From: Accurate analytic approximation for the Chapman grazing incidence function

Index Reference Approximation of the Chapman function
(a) Green et al. (1964); Green and Barnum (1963) \({\text {Ch}}(X,\zeta ) \approx \exp \left[ \frac{\frac{1}{2}\zeta ^2}{1-0.115\zeta ^2-\alpha (X)\zeta ^4}\right] ,\)
\(\alpha (X)=\frac{16}{\pi ^4}\left\{ 1-(\pi /2)^2[0.115+ 1/\ln (X\pi /2)]\right\}\)

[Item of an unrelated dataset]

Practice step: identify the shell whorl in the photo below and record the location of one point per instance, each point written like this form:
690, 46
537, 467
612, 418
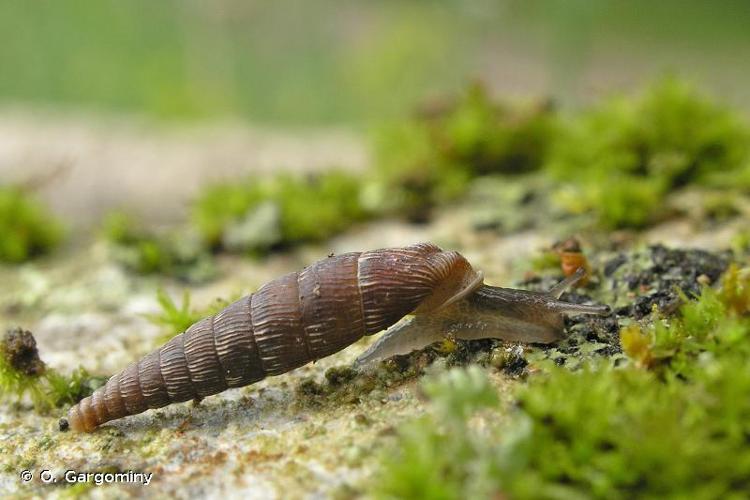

(b) Fitzmaurice (1964) \({\text {Ch}}(X,\zeta )\approx \sqrt{\frac{\pi X}{2}}{\text {erfc}}\left( \sqrt{\frac{X}{2}}\cos \zeta \right) \exp \left( \frac{X}{2}\cos ^2\zeta \right)\)
(c) Swider (1964) \({\text {Ch}}(X,\zeta )\approx -X\cos \zeta +\sqrt{1+X(1+\sin \zeta )}\Biggl \{\sqrt{X(1-\sin \zeta )}\)
\(+\frac{\sqrt{\pi }}{2}{\text {erfc}}\left[ \sqrt{X(1-\sin \zeta )}\right] \exp [X(1-\sin \zeta )]\Biggr \}\)
(d) Titheridge (1988, 2000) \({\text {Ch}}(X,\zeta ) \approx \sec (\zeta -d),\quad d = 3.88 X^{-1.143}\left[ \sec \left( A\zeta \right) -0.834\right]\),
\(A = 1.0123 -1.454 X^{-1/2}\)
(e) Kocifaj (1996); Schüler (2012) \({\text {Ch}}(X,\zeta ) \approx \frac{1}{2}\Biggl [\cos \zeta +\sqrt{\frac{\pi X}{2}}{\text {erfc}}\left( \sqrt{\frac{X}{2}}\cos \zeta \right) \exp \left( \frac{X}{2}\cos ^2\zeta \right) \Biggr .\)
\(\Biggl .\times \left( \frac{1}{X}+1+\sin ^2\zeta \right) \Biggr ]\)
(f) Huestis (2001) \({\text {Ch}}(X,\zeta ) \approx \sqrt{\frac{\pi X}{(1+\sin \zeta )}}{\text {erfc}}\left[ \sqrt{X(1-\sin \zeta )}\right] \exp \left[ X(1-\sin \zeta )\right]\)